Decades after a provocative Oscar acceptance speech, Vanessa Redgrave will be honoured at the film academy's first European tribute to an actor.
The Academy of Motion Picture Arts and Sciences says it will honour Redgrave on Sunday in London, where she is starring with James Earl Jones in the stage production of Driving Miss Daisy.
Jones is to receive an honorary Oscar on Saturday at the academy's Governors Awards, but the 80-year-old actor is skipping that ceremony in Los Angeles to continue the play's run without interruption.
He plans to participate by video in the Governors Awards, where veteran make-up artist Dick Smith is also receiving an honorary Academy Award for his distinguished career in film, and Oprah Winfrey will be presented with the academy's humanitarian award.
The academy will honour Redgrave for her five decades in film. The 74-year-old actress has been nominated for six Academy Awards and won for her supporting role in 1977's Julia, playing an anti-Nazi activist murdered by the Germans.

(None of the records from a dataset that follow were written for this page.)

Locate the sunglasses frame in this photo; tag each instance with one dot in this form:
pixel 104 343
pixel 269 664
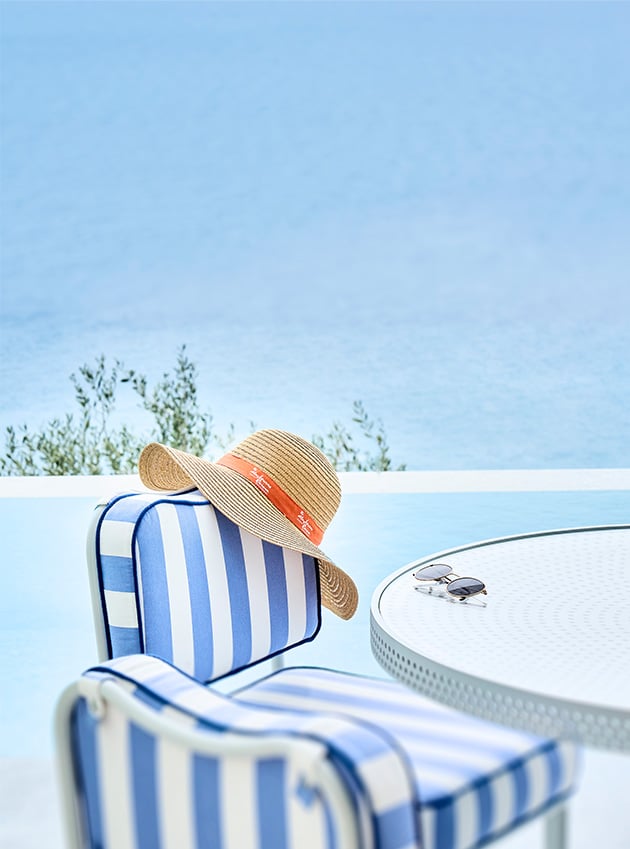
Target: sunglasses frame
pixel 447 579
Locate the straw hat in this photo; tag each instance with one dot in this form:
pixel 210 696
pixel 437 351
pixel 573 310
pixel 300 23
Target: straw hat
pixel 273 484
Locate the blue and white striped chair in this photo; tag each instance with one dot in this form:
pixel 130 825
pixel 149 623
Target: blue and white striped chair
pixel 306 757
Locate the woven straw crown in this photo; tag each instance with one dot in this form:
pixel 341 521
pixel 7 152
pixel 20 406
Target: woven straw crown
pixel 305 478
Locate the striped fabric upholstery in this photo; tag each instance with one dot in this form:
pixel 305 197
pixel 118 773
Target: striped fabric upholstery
pixel 141 790
pixel 180 581
pixel 475 780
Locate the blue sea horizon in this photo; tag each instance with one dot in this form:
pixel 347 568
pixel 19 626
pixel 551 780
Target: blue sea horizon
pixel 421 206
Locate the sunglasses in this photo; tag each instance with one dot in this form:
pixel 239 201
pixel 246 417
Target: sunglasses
pixel 459 588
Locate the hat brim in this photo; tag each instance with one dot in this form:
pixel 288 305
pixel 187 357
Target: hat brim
pixel 165 468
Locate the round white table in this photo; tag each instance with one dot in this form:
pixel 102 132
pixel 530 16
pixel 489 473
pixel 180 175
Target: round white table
pixel 547 650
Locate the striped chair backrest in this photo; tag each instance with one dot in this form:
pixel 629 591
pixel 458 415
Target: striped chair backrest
pixel 155 769
pixel 176 579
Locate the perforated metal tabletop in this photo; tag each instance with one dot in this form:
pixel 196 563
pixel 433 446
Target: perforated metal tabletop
pixel 550 650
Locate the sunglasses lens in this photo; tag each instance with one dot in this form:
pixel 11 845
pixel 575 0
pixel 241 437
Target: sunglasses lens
pixel 464 587
pixel 433 572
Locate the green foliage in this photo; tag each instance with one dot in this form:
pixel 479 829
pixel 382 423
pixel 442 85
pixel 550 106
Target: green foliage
pixel 88 442
pixel 362 449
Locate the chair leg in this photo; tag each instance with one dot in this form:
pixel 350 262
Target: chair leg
pixel 556 828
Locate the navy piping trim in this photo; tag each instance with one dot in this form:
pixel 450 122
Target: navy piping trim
pixel 341 758
pixel 170 500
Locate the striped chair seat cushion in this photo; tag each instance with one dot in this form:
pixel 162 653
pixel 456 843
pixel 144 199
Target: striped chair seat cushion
pixel 475 780
pixel 143 790
pixel 165 588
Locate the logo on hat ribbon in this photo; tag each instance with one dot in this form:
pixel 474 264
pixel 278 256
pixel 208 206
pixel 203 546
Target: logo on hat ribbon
pixel 261 482
pixel 281 500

Redgrave's win for Julia led to one of the most startling moments in Oscar history. The Jewish Defence League had objected to her nomination and picketed the ceremony because Redgrave had narrated and helped fund a documentary, The Palestinian, which supported a Palestinian state.
In her acceptance speech, Redgrave praised the academy for not being intimated by "a small bunch of Zionist hoodlums whose behaviour is an insult to the stature of Jews all over the world and their great and heroic record of struggle against fascism and oppression."
Her comments were met by gasps, boos and growing applause.
Redgrave and Jones played Miss Daisy and her loyal chauffeur Hoke on Broadway before the production moved to London.